The euro dipped to a two-year low and Wall Street fell more than 1 per cent today, after US jobs growth disappointed, and manufacturing output shrank in Europe and slowed in China.
The Labor Department said employers created a paltry 69,000 jobs last month, the weakest in a year, and the unemployment rate rose to 8.2 per cent. Economists polled by Reuters had expected non-farm payrolls to increase 150,000.
The euro briefly fell to a session low of $1.2286 after the jobs data, a new
23-month low, before recovering. It last traded at $1.2348, down 0.1 per cent on the day.
The yen rose, hitting its strongest in more than a decade against the euro and a 3.5-month high versus the dollar after weaker than expected data.
But the Japanese currency later trimmed most of its losses, with traders citing market rumors of intervention by Japanese authorities to weaken the yen. Japan's Ministry of Finance declined to comment.

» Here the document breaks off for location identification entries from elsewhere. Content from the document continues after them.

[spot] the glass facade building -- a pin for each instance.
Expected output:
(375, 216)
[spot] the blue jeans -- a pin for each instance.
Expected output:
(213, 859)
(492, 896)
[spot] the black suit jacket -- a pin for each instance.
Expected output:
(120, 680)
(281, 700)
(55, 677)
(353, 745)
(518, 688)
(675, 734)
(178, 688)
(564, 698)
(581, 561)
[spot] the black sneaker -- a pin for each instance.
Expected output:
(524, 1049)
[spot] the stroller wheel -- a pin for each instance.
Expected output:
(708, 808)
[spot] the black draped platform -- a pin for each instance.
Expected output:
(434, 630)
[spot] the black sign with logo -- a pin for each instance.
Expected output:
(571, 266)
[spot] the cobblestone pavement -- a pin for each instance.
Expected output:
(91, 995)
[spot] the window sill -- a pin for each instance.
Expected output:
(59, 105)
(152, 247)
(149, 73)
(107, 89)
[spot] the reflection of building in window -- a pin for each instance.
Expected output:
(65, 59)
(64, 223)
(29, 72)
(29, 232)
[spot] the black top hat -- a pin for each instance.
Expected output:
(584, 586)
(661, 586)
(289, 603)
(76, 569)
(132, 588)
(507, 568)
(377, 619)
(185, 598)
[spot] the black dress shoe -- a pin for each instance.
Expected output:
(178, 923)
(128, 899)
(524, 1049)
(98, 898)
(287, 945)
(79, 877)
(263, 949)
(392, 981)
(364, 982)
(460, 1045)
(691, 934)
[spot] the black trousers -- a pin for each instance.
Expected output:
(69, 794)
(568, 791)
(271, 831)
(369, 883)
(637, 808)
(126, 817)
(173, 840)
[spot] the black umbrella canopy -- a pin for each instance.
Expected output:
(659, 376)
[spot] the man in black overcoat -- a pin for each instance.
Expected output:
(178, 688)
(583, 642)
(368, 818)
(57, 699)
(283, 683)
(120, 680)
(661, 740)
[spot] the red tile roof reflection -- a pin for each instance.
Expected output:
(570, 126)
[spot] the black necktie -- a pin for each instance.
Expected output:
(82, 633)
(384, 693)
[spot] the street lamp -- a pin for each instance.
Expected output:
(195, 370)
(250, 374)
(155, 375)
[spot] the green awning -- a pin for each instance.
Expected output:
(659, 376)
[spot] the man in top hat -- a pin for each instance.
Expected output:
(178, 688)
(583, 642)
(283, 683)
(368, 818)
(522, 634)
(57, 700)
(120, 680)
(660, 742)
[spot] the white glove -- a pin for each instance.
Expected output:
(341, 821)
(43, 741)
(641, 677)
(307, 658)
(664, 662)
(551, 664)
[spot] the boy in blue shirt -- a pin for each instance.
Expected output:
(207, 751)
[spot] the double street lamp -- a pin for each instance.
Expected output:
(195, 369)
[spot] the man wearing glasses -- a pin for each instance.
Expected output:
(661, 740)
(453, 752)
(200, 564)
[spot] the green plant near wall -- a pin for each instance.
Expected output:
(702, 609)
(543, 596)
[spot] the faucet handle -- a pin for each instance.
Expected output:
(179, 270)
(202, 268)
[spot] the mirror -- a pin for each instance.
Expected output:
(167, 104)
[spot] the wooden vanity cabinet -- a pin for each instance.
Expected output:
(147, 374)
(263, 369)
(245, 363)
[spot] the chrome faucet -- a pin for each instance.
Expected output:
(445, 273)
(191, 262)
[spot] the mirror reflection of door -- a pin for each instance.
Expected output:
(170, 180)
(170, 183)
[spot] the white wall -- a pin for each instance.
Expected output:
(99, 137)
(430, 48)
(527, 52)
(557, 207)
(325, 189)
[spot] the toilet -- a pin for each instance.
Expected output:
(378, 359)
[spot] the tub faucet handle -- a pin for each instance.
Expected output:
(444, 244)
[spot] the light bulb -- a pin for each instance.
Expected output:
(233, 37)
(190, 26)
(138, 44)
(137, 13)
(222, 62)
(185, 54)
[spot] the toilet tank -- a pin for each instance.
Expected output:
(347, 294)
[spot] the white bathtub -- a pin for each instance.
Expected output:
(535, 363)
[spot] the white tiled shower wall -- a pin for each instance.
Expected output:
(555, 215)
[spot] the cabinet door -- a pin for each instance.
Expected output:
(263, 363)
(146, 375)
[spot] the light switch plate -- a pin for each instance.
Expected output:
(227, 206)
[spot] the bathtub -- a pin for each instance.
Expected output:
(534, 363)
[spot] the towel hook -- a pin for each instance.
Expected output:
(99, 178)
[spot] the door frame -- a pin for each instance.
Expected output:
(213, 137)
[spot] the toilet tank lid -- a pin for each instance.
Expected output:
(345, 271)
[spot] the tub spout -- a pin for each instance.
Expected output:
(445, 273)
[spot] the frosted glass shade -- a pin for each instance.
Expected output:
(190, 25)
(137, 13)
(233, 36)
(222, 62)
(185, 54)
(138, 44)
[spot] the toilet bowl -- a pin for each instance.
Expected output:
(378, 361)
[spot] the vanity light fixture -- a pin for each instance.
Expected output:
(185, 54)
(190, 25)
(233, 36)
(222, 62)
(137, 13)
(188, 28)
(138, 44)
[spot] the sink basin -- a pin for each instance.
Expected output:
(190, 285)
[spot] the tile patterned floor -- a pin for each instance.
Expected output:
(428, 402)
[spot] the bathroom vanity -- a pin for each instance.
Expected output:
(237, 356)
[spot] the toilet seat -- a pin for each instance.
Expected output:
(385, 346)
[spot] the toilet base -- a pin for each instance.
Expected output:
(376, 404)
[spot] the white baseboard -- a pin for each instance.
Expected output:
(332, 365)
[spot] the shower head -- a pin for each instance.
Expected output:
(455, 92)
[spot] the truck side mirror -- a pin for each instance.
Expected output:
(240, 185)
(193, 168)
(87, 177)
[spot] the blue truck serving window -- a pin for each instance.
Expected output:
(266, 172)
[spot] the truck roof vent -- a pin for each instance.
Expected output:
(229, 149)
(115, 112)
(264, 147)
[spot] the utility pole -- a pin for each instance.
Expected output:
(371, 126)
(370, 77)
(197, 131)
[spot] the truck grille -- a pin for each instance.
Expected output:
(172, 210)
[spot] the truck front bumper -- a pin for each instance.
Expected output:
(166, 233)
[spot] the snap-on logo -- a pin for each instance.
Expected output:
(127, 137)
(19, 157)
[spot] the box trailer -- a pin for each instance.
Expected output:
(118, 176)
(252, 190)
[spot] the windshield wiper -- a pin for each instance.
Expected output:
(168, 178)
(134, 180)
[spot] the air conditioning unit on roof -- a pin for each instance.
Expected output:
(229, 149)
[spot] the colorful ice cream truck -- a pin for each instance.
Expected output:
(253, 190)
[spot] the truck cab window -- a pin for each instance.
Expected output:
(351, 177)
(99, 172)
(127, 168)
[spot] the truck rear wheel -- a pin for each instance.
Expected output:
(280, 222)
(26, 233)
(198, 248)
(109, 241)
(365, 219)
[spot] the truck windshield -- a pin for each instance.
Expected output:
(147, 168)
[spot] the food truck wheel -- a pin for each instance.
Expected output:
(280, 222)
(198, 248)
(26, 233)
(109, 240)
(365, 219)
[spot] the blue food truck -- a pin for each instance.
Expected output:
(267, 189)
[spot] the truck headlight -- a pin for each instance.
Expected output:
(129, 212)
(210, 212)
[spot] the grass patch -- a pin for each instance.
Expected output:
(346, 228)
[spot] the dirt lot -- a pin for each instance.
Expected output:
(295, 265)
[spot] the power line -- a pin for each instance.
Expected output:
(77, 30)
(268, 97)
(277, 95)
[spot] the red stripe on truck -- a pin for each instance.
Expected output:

Traders said it was just talk and there was no sign of actual intervention.
China's economy showed signs of a broadening slowdown as its official purchasing managers' index fell to 50.4 in May from April's 13-month high of 53.3, signalling a
deeper-than-forecast deterioration in demand at home and abroad.
"It's a continuation of the slowdown in the economic numbers we've been seeing domestically over the last couple of months," said Darrell Cronk, regional chief investment officer for Wells Fargo Private Bank in the Northeast, in New York.
The Dow Jones industrial average dropped 143.04 points, or 1.15 per cent, to 12,250.41. The Standard & Poor's 500 Index dropped 16.86 points, or 1.29 per cent, to 1,293.47. The Nasdaq Composite Index dropped 39.93 points, or 1.41 per cent, to 2,787.41.
In Europe, British stocks accelerated losses in afternoon trade on news that US jobs growth was the weakest in a year in May.
The FTSE 100 index was down 1.4 per cent, or 73.40 points, at 5,249.44, having earlier fallen as far as 5,229.76 - its lowest since early December - after posting its biggest monthly loss in over three years in May.
"We are ahead of a long weekend, no one in the UK wants to go through their weekend long of anything so we are looking very vulnerable," said James Ferguson, strategist at Westhouse.
"Things are looking oversold but they are not looking oversold enough to pull in the speculative buyers ... To be oversold enough we would probably need to come down closer to the 5,100 (or) maybe 5,150 mark."
The London Stock Exchange will be closed for public holidays on Monday and Tuesday.